Neuroinvasion by human respiratory coronaviruses

Abstract

Human coronaviruses (HCoV) cause common colds but can also infect neural cell cultures. To provide definitive experimental evidence for the neurotropism and neuroinvasion of HCoV and its possible association with multiple sclerosis (MS), we have performed an extensive search and characterization of HCoV RNA in a large panel of human brain autopsy samples.
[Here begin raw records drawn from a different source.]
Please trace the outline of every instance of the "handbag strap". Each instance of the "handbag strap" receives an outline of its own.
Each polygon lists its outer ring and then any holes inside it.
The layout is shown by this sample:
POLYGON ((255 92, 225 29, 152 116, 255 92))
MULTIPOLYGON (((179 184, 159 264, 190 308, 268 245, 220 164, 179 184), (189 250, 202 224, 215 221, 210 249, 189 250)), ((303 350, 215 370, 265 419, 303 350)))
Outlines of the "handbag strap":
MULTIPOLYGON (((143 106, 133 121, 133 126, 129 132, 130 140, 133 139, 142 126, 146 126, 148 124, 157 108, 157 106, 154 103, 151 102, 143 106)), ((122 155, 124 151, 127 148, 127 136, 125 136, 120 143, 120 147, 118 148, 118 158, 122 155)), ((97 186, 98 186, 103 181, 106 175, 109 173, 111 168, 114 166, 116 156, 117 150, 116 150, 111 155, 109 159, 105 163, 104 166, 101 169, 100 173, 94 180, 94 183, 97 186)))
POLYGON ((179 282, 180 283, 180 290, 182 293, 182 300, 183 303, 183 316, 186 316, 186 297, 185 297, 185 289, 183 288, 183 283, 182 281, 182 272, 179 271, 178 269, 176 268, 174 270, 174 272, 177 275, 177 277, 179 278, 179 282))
Very stringent reverse transcription-PCR with two primer pairs for both viral strains (229E and OC43), combined with Southern hybridization, was performed on samples from 90 coded donors with various neurological diseases (39 with MS and 26 with other neurological diseases) or normal controls (25 patients). We report that 44% (40 of 90) of donors were positive for 229E and that 23% (21 of 90) were positive for OC43. A statistically significant higher prevalence of OC43 in MS patients (35.9%; 14 of 39) than in controls (13.7%; 7 of 51) was observed. Sequencing of nucleocapsid protein (N) gene amplicons revealed point mutations in OC43, some consistently found in three MS patient brains and one normal control but never observed in laboratory viruses. In situ hybridization confirmed the presence of viral RNA in brain parenchyma, outside blood vessels. The presence of HCoV in human brains is consistent with neuroinvasion by these respiratory pathogens. Further studies are needed to distinguish between opportunistic and disease-associated viral presence in human brains.

FIG. 1

Northern hybridization for HCoV-OC43 on RNA extracted from human brains (lanes 1 to 3) or from positive-control HCoV-OC43-infected HRT-18 cells (lane V). HCoV-OC43 subgenomic RNAs are as follows, from top to bottom (estimated sizes and encoded proteins are indicated): RNA 2 (11.6 kb; ns2 protein); RNA 2-1 (8.8 kb; HE protein); RNA 3 (7.1 kb; S protein); RNA 4 (4.0 kb; ns4 protein); RNA 5 (3.3 kb; ns5 protein); RNA 5-1 (3.0 kb; E protein); RNA 6 (2.5 kb; M protein); RNA 7 (1.8 kb; N).

FIG. 2

Photomicrographs showing in situ hybridization for HCoV-OC43 RNA in human brain sections, using a radiolabeled riboprobe for the viral N gene. Results shown in panels A and B and in panels C and D were taken from two different blocks from the same MS patient. (E and F) Negative control; slides adjacent to those used for panels A and B; samples were treated by RNase A prior to in situ hybridization. Photographs shown in panels A, C, and E were taken under bright-field exposure, whereas those shown in panels B, D, and F were taken at the same site under dark-field exposure. Magnification = ×100.